On Fri, 2005-10-28 at 08:31 -0300, Alvaro Herrera wrote:
> Simon Riggs wrote:
> > On Fri, 2005-10-28 at 13:21 +1300, Mark Kirkwood wrote:
> >
> > > regression=# SELECT c.relname, m.relblocknumber, m.blockfreebytes
> > > FROM pg_freespacemap m INNER JOIN pg_class c
> > > ON c.relfilenode = m.relfilenode LIMIT 10;
> >
> >
> > I like this, but not because I want to read it myself, but because I
> > want to make autovacuum responsible for re-allocating free space when it
> > runs out. This way we can have an autoFSM feature in 8.2
>
> What do you mean, re-allocating free space? I don't understand what you
> are proposing.
Moving to -hackers.
FSM currently focuses on reusing holes in a table. It does nothing to
help with the allocation of space for extending tables.
There are a few issues with current FSM implementation, IMHO, discussing
as usual the very highest end of performance:
1. Data Block Contention: If you have many free blocks in the FSM and
many concurrent UPDATE/INSERTers then each gets its own data block and
experiences little contention.
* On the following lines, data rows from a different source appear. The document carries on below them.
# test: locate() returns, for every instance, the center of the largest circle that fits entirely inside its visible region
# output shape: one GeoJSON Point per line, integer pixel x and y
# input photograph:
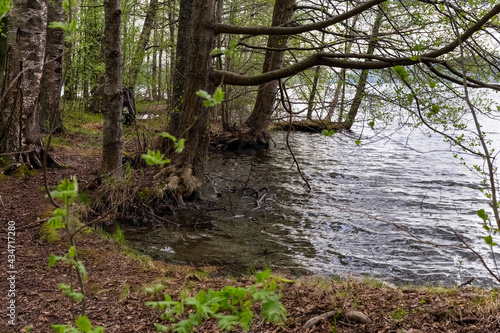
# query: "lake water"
{"type": "Point", "coordinates": [346, 224]}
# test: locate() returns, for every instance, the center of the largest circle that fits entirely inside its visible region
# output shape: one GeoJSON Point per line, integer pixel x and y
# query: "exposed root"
{"type": "Point", "coordinates": [180, 183]}
{"type": "Point", "coordinates": [312, 126]}
{"type": "Point", "coordinates": [241, 139]}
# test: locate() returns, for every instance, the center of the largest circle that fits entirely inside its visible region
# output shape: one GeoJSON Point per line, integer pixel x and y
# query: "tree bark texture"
{"type": "Point", "coordinates": [112, 106]}
{"type": "Point", "coordinates": [143, 42]}
{"type": "Point", "coordinates": [52, 78]}
{"type": "Point", "coordinates": [186, 172]}
{"type": "Point", "coordinates": [19, 119]}
{"type": "Point", "coordinates": [4, 24]}
{"type": "Point", "coordinates": [312, 96]}
{"type": "Point", "coordinates": [258, 121]}
{"type": "Point", "coordinates": [184, 44]}
{"type": "Point", "coordinates": [360, 89]}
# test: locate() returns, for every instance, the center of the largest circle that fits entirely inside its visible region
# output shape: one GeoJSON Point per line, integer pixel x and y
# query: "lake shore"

Once the FSM is used up, each new block
is allocated by relation extension. At this point, all UPDATE/INSERTers
attempt to use the same block and contention increases as a result. ISTM
that if we were to re-fill the FSM with freshly allocated blocks then we
would be able to continue without data block contention. (We would still
have some index block contention, but that is a separate issue).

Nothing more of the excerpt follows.